After 153 positive COVID-19 cases, United Food and Commercial Workers Local 770 is asking for the Farmer John meatpacking plant in Vernon to close down and maintain employee payroll and benefits while the outbreak is investigated.  

The facility’s positive cases were announced Saturday by the L.A. County Department of Public Health; 1,837 employees had been tested. 

The UFCW represents 1,300 workers from the Smithfield-owned facility, and believes the plant has not taken enough safety precautions for its employees. 

In response, Smithfield said it has received support from other UFCW local organizations, and that “We have implemented the same processes, protocols and protective measures in all of our more than 40 facilities across the country.”

These protective measures include masks and face shields, plexiglass barriers, thermal scanning systems that detect elevated temperatures before workers enter the facility, as well as free voluntary COVID-19 tests. 

smithfield plant 2

(Courtesy of Smithfield)

Even with the measures that Smithfield said it had implemented, UFCW 770 president John Grant said, “Workers are still too close together on the line, in the breakroom, the bathrooms and other such hubs. Smithfield has not provided full information about what is really going on inside the Vernon plant.
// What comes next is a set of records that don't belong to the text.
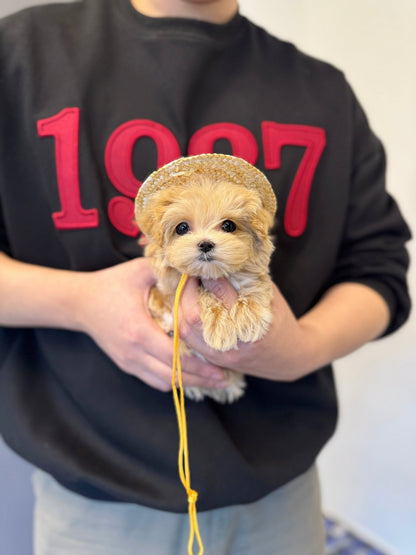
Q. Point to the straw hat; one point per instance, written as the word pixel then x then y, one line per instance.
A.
pixel 217 166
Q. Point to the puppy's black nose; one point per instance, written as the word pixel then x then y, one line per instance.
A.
pixel 206 246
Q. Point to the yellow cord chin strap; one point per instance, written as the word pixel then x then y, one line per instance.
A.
pixel 179 400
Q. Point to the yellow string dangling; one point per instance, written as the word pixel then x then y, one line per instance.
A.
pixel 179 400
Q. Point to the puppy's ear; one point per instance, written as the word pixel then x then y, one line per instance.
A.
pixel 150 218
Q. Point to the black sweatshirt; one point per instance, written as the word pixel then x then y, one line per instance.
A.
pixel 95 96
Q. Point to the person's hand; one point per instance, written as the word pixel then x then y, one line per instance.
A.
pixel 345 318
pixel 278 355
pixel 113 311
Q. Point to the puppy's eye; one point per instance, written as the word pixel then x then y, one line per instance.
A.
pixel 228 226
pixel 182 228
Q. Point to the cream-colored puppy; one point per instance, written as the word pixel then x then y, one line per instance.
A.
pixel 211 223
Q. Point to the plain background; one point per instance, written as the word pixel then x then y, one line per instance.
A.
pixel 368 470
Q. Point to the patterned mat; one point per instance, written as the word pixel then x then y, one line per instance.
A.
pixel 342 541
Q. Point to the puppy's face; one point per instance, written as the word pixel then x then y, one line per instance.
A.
pixel 207 229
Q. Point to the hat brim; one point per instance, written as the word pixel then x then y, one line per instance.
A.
pixel 218 166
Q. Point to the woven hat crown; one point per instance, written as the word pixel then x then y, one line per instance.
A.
pixel 220 167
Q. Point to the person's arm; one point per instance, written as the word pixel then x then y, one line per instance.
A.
pixel 109 305
pixel 347 317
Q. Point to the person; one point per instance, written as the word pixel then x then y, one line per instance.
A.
pixel 95 95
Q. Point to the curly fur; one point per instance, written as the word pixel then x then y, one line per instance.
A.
pixel 242 256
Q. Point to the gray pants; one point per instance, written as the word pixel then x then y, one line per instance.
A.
pixel 286 522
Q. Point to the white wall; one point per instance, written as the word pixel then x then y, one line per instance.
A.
pixel 368 469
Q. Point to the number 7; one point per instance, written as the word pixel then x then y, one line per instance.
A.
pixel 277 135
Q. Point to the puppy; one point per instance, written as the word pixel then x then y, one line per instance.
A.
pixel 211 223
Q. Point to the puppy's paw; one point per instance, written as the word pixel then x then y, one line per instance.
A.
pixel 234 390
pixel 218 329
pixel 251 320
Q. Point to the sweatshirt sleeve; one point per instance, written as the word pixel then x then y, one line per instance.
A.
pixel 373 250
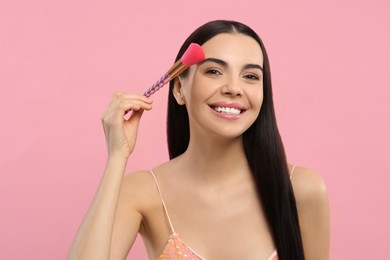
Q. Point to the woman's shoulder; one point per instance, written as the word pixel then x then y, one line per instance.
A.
pixel 138 185
pixel 309 186
pixel 313 211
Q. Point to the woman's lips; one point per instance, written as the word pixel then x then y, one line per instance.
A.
pixel 228 110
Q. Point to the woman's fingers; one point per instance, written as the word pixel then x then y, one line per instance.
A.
pixel 121 133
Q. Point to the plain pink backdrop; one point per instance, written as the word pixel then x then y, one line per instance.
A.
pixel 60 62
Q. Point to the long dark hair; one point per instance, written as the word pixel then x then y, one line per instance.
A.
pixel 263 148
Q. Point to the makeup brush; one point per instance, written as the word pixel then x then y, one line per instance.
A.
pixel 191 56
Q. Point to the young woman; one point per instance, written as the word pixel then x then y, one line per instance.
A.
pixel 227 192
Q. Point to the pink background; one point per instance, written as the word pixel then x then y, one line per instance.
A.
pixel 60 62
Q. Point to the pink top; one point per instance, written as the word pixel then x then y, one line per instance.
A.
pixel 175 248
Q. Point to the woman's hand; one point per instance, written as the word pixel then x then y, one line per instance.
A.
pixel 121 133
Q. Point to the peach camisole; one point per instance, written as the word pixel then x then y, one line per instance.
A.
pixel 175 248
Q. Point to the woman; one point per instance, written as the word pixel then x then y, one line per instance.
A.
pixel 227 192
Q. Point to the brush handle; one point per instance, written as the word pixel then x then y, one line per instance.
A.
pixel 156 86
pixel 159 84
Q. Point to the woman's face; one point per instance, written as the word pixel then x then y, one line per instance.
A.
pixel 223 94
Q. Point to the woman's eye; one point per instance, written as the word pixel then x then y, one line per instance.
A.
pixel 213 72
pixel 252 77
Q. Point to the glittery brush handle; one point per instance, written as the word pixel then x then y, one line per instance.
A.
pixel 159 84
pixel 156 86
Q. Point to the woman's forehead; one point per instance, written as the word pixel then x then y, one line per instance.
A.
pixel 233 47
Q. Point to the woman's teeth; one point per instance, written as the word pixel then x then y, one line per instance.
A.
pixel 227 110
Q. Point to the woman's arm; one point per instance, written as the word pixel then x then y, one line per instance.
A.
pixel 313 210
pixel 93 239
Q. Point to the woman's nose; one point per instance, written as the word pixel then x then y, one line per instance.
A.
pixel 232 87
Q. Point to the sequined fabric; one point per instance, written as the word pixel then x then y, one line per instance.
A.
pixel 177 249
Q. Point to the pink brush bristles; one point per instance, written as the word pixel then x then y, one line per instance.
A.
pixel 191 56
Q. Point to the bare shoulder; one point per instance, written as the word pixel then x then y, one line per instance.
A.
pixel 135 187
pixel 309 186
pixel 313 211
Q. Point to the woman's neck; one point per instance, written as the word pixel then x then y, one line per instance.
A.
pixel 216 159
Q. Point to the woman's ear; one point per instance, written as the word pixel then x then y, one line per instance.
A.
pixel 177 91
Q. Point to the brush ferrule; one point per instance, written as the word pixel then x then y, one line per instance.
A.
pixel 176 69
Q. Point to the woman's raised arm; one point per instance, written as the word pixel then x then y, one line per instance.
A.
pixel 93 239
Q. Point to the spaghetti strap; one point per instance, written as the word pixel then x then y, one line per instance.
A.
pixel 162 201
pixel 292 171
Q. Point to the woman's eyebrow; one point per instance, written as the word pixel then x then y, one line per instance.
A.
pixel 218 61
pixel 224 63
pixel 253 66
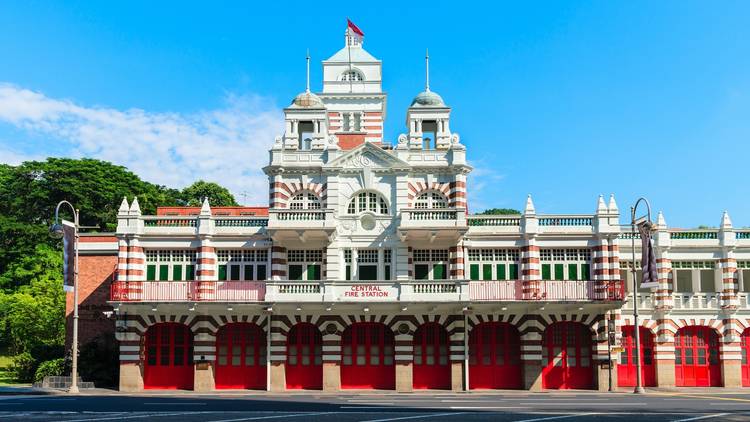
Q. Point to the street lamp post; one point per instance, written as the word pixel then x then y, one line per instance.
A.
pixel 638 381
pixel 57 231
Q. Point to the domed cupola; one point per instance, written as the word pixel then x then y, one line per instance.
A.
pixel 428 98
pixel 306 121
pixel 428 120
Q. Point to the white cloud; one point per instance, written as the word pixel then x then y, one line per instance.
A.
pixel 227 146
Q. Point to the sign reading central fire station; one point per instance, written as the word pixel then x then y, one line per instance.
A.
pixel 364 292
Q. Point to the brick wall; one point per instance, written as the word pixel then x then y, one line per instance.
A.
pixel 95 276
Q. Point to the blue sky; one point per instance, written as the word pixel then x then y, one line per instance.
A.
pixel 563 100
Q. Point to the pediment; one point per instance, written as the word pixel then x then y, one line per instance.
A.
pixel 368 156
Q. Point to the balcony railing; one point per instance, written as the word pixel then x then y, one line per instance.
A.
pixel 442 218
pixel 693 301
pixel 549 290
pixel 357 291
pixel 694 234
pixel 188 291
pixel 493 220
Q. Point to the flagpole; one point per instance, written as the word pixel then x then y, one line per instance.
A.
pixel 636 326
pixel 349 50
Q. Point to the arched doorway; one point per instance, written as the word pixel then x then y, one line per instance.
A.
pixel 169 357
pixel 626 369
pixel 241 357
pixel 696 361
pixel 304 361
pixel 432 368
pixel 566 354
pixel 367 360
pixel 494 356
pixel 745 350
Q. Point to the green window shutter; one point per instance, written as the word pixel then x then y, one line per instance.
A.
pixel 513 272
pixel 439 271
pixel 421 271
pixel 585 271
pixel 313 272
pixel 572 271
pixel 177 273
pixel 295 272
pixel 559 272
pixel 261 268
pixel 151 272
pixel 546 272
pixel 474 271
pixel 163 272
pixel 501 272
pixel 248 273
pixel 486 271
Without information we cannot make an informed decision about workers’ health and safety.”

The meatpacker also said it requires any sick employees to stay home, offering paid leave to “all employees at risk of serious complications from COVID-19.”

According to the L.A. County Department of Public Health, the 153 Farmer John employees who tested positive from March to May were all asked to stay home in quarantine, consistent with Smithfield’s stated protocol.

The California Division of Occupational Safety and Health (Cal/OSHA) is currently investigating the plant.